Deparamos, no clima eleitoral que se aproxima, o fenômeno novo da burocratização das punições políticas, nitidamente a favor do situacionismo. A demora de seu desfecho aí está, frente às comissões parlamentares de inquérito, exaurindo a expectativa dos corretivos. Essa decepção, que corre paralelamente ao cansaço do protesto das ruas, gera um anticlímax crescente para qualquer virada do status quo.

As investigações se superpõem numa Torre de Babel, mas, sobretudo, instalam trincheiras de autoanulação de suas conclusões. E tal para cair nos valões das comissões de ética, nos quais os partidos acusados reorganizam as próprias fileiras para rechaçar as acusações e impugnar os alegados probatórios. Não se trata, apenas, de atentar à vagueza dessas conclusões, mas de aniquilar a memória, frente à criminalidade alegada, e esquecer toda cobrança. É como se a consciência coletiva, trazida às expectativas sumárias da opinião pública, se conformasse tão só com o moto contínuo perene das averiguações. Tal para, apenas, desembocar no dédalo das votações em plenário, após o resultado das comissões, esquecido o alarido dos primeiros dias. As lealdades partidárias, em geral, prevalecem mesmo diante do voto secreto e definitivo.

Claramente começam o jogo das incompatibilidades e suspeições e seu reflexo sobre o reforço das campanhas eleitorais. Já se esboça um enorme aranzel para os próximos inquéritos da Petrobras na batalha das relatorias, via de regra, no jogo chinês das contraposições de legenda.

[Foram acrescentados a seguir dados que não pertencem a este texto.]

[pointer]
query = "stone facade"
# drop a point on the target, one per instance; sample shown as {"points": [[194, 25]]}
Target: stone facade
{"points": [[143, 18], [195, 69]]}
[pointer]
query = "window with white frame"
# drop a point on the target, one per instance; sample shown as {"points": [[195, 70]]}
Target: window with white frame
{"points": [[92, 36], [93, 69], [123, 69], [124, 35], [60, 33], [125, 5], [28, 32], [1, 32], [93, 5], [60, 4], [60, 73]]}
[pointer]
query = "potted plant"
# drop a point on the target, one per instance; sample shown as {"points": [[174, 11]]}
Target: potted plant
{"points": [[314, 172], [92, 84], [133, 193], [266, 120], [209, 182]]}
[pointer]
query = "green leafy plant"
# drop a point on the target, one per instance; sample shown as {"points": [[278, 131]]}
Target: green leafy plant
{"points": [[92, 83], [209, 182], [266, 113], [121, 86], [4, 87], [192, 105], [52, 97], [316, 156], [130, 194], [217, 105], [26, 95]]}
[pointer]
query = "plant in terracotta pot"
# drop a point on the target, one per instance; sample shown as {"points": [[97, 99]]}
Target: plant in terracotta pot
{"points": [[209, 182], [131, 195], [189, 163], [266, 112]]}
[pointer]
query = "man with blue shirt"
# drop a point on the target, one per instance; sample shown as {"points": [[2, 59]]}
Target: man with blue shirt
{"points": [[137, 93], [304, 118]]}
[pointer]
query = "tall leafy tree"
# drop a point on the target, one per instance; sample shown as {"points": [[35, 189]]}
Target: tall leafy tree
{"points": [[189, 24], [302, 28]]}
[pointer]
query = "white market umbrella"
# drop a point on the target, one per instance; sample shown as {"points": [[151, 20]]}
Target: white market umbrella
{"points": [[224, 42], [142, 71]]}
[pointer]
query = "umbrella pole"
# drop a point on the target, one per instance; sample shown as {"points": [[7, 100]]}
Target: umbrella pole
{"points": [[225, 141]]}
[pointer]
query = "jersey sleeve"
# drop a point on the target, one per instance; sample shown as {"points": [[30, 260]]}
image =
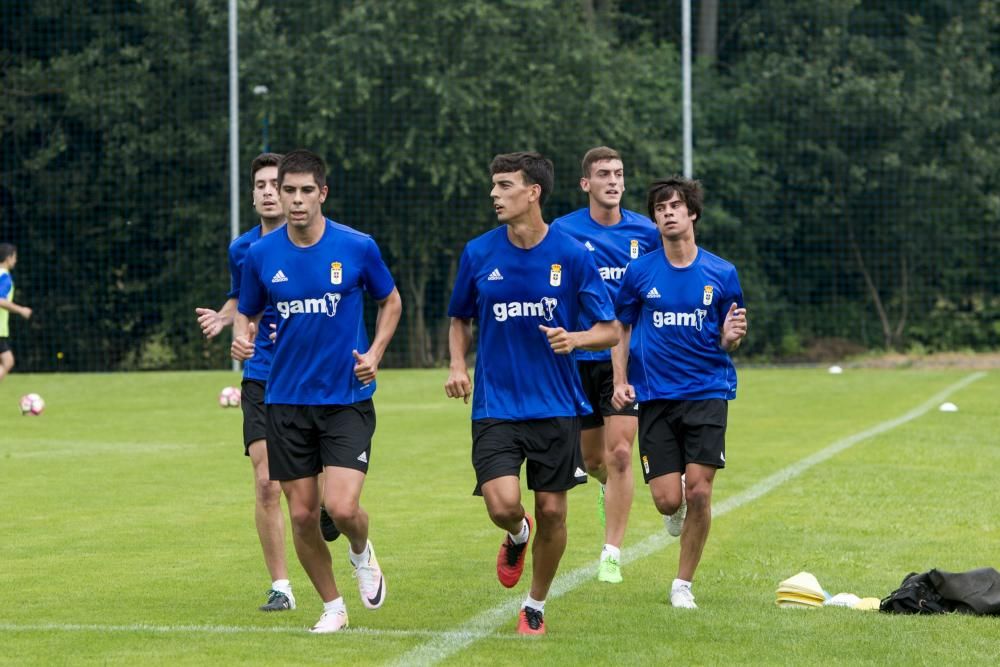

Não há satisfações exemplares a exigir-se de denunciados, numa soma algébrica de governistas e opositores, no revide do mensalão mineiro e tucano aos imputados crimes do petismo. Uma simetria baixa sobre as imputações ao mau uso dos dinheiros públicos, como se se tratasse de uma tentação inevitável de gozo do poder-e, sobretudo, frente a um partido agora longevo no Planalto. Perguntar-se-ia, ao mesmo tempo, do quanto o nosso inconsciente coletivo indulge na tolerância com a corrupção de qualquer status quo. Em nossa tomada de consciência para a mudança pelo desenvolvimento, ela não vai, de saída, ao moralismo das classes médias instaladas, mas ao clamor pela justiça coletiva, e ao abate da nossa monstruosa desigualdade social.